In a recent interview in Wealth Adviser, Andrew Beer describes in detail how Beachhead Capital’s Dynamic Beta Strategy differs from smart beta ETFs and explains why the strategy is a viable option for institutional investors and consultants in search of an “alternative” alternative allocation for their portfolios.
“In 2012 we thought there was an opportunity for US high net worth investors who are sensitive to tax issues to create a product using long ETFs. We wanted to create a product that could match or outperform their long/short hedge fund portfolio but only in long ETFs,” Beer explains.

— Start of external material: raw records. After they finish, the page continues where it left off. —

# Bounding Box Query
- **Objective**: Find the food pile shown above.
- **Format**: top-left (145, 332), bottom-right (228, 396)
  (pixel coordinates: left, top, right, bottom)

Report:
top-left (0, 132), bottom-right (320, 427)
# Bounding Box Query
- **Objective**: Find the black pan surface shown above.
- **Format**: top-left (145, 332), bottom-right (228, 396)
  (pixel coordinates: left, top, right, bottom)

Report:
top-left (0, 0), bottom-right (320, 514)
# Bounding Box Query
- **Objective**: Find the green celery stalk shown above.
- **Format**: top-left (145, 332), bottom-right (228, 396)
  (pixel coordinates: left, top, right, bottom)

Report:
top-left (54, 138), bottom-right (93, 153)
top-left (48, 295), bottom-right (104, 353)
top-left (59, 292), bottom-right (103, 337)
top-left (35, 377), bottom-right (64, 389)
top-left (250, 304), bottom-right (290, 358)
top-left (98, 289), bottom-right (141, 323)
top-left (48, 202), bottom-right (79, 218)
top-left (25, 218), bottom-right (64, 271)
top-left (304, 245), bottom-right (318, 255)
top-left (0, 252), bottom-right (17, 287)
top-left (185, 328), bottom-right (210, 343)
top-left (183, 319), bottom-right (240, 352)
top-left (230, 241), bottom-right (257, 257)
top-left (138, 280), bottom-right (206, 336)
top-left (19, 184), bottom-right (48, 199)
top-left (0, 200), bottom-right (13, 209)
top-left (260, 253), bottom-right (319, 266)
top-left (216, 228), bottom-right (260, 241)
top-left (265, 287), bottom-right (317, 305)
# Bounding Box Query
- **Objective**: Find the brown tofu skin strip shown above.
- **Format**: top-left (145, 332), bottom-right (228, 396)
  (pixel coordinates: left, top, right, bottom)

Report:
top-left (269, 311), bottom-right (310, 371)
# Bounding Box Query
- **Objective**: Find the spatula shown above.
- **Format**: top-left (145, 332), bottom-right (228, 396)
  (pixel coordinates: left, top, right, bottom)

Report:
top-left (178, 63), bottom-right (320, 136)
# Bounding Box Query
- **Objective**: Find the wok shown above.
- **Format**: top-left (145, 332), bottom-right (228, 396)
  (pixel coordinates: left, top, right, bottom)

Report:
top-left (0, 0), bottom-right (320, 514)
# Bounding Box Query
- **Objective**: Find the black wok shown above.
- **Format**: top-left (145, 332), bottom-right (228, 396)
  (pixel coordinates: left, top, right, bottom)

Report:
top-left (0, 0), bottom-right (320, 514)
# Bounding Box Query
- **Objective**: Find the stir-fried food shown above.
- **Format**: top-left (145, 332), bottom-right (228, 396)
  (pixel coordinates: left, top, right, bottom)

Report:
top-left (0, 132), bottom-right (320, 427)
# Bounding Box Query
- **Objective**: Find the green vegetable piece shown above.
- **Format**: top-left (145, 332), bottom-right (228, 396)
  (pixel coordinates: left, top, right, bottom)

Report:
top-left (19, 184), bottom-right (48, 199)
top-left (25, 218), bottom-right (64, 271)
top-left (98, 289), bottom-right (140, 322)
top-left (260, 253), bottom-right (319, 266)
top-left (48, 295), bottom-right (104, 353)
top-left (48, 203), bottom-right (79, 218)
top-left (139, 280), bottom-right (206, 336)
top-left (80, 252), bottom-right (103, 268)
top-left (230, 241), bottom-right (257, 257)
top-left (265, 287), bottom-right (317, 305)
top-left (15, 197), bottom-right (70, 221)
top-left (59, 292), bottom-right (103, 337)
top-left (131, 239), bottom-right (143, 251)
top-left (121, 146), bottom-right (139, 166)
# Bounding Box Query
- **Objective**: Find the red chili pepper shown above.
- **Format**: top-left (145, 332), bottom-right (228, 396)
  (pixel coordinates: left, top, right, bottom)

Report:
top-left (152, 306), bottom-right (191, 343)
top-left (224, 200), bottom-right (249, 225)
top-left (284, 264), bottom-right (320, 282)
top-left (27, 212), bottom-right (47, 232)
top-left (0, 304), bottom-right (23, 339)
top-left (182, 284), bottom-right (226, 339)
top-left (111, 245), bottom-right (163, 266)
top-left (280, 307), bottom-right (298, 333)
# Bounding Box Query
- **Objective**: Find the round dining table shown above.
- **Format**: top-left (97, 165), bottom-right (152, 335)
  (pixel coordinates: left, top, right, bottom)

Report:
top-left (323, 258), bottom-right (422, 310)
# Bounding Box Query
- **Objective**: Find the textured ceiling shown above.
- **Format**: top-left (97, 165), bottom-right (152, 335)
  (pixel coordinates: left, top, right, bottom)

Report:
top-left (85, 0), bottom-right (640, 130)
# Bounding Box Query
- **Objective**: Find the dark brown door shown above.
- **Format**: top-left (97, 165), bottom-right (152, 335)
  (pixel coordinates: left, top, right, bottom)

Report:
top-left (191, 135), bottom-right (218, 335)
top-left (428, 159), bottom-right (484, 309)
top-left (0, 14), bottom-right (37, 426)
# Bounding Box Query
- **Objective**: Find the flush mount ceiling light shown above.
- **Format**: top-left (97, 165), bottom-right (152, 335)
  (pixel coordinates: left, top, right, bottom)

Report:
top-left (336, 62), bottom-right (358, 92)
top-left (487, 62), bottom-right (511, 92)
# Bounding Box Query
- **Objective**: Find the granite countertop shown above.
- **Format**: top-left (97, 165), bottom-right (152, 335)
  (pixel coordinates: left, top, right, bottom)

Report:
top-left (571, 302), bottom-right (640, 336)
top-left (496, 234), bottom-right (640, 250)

“We have found that across the industry advisers are becoming more aware and sensitive to fees in their portfolio and there are a number of investment platforms that market themselves as being able to provide exclusive ETFs across a broad range of asset classes. We want to be the alternative allocation for those platforms.”
Increasingly smart beta ETFs seem to be replicating hedge fund strategies but Beer says: “Most of the smart beta products I would not characterise as hedge fund products. Hedge funds make most of their money by determining where opportunities are across markets. We seek to capture that through low cost ETFs, while most smart beta ETFs focus on a narrow segment of a particular equity market. Sometimes that is attractive but often you don’t want to own it.”
Beer sources information on hedge fund trading through studying returns of hedge funds. “That gives us a good indication of what they are invested in today and we complement that with qualitative and anecdotal research understanding how hedge funds are investing and through investor letters and prime brokerage reports.”